Just to pull rank here: First time I did a scraper, it was written
in RM cobol, using a IBM 3274 communications package over named
pipes on a Zilog S8000 system, coupled up via a 4800 bps sync dial-up
half-duplex modem-line to the Danish State Radio's IBM mainframe.
The target of our desire was their record-collection database, and
they paid us to do it, because they wanted to use a bar-code scanner
to track materials in and out of the discoteque.

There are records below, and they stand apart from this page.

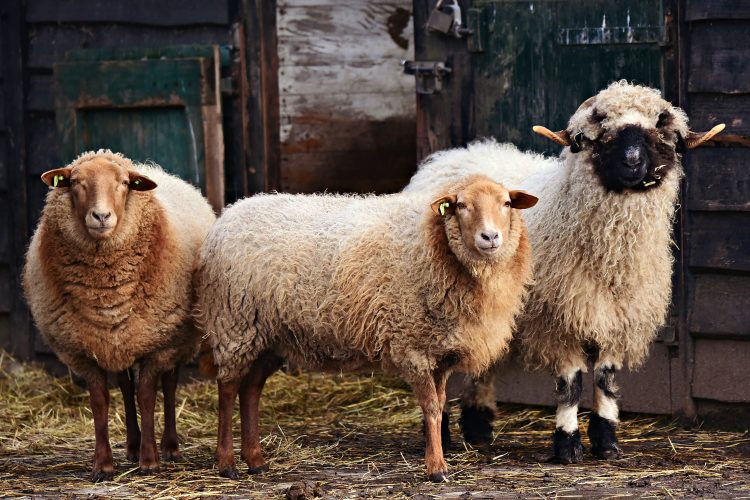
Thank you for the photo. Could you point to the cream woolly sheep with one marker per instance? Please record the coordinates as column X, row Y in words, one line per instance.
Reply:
column 108, row 278
column 348, row 282
column 602, row 246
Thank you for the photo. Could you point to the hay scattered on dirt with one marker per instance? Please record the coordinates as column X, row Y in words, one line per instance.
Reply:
column 354, row 436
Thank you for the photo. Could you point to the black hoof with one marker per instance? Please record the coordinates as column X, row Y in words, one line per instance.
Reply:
column 566, row 447
column 476, row 425
column 445, row 432
column 602, row 433
column 438, row 477
column 229, row 473
column 99, row 476
column 258, row 470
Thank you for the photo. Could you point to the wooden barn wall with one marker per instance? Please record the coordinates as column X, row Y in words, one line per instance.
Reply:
column 347, row 112
column 52, row 27
column 717, row 217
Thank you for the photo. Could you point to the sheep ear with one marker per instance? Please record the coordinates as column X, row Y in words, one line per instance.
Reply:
column 695, row 139
column 522, row 199
column 445, row 205
column 140, row 182
column 562, row 137
column 59, row 177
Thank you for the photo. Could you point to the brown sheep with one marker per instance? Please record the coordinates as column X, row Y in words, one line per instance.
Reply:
column 345, row 283
column 108, row 278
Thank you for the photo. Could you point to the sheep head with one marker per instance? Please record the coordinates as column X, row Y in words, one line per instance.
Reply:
column 632, row 135
column 99, row 185
column 478, row 212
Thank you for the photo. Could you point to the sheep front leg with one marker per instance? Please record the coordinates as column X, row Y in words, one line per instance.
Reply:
column 225, row 447
column 567, row 447
column 427, row 395
column 126, row 381
column 170, row 446
column 149, row 459
column 250, row 391
column 99, row 401
column 478, row 410
column 604, row 417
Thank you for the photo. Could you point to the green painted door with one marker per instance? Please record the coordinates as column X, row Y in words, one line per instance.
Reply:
column 534, row 62
column 160, row 105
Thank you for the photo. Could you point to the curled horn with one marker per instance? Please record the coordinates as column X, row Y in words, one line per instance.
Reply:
column 695, row 139
column 562, row 137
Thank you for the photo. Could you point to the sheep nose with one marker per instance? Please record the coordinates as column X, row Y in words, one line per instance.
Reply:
column 489, row 236
column 101, row 216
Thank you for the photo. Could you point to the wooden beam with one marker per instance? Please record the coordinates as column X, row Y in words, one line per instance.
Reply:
column 260, row 94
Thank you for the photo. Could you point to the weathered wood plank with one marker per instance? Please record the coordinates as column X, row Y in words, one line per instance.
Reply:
column 722, row 370
column 718, row 179
column 720, row 306
column 368, row 106
column 717, row 240
column 342, row 134
column 146, row 12
column 697, row 10
column 49, row 42
column 41, row 96
column 358, row 171
column 707, row 110
column 314, row 50
column 719, row 57
column 382, row 76
column 372, row 21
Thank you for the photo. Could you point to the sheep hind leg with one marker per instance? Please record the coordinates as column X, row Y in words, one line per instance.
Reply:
column 126, row 382
column 225, row 447
column 478, row 410
column 99, row 400
column 604, row 417
column 149, row 458
column 567, row 447
column 170, row 445
column 426, row 392
column 251, row 388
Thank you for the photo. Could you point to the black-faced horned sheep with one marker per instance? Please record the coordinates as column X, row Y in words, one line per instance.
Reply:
column 602, row 237
column 108, row 278
column 347, row 282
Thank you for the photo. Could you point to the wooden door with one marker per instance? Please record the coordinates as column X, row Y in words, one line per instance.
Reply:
column 161, row 105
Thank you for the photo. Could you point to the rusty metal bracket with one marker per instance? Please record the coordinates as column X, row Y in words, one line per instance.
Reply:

It worked fine for months, until december first, when their VTAM
wizards put a nice colored X-mas candle on the login-in screen,
overrunning the fixed size buffer in the 3274 emulations handling
of VTAM session openings ("What ? You can have a login-screen
which takes multiple packets ??!" as the telex from the US based
company who delivered the 3274 packaged replied).
The year must have been 1985 or 1986.
Poul-Henning
--
Poul-Henning Kamp | UNIX since Zilog Zeus 3.20
[EMAIL PROTECTED] | TCP/IP since RFC 956
FreeBSD committer | BSD since 4.3-tahoe
Never attribute to malice what can adequately be explained by incompetence.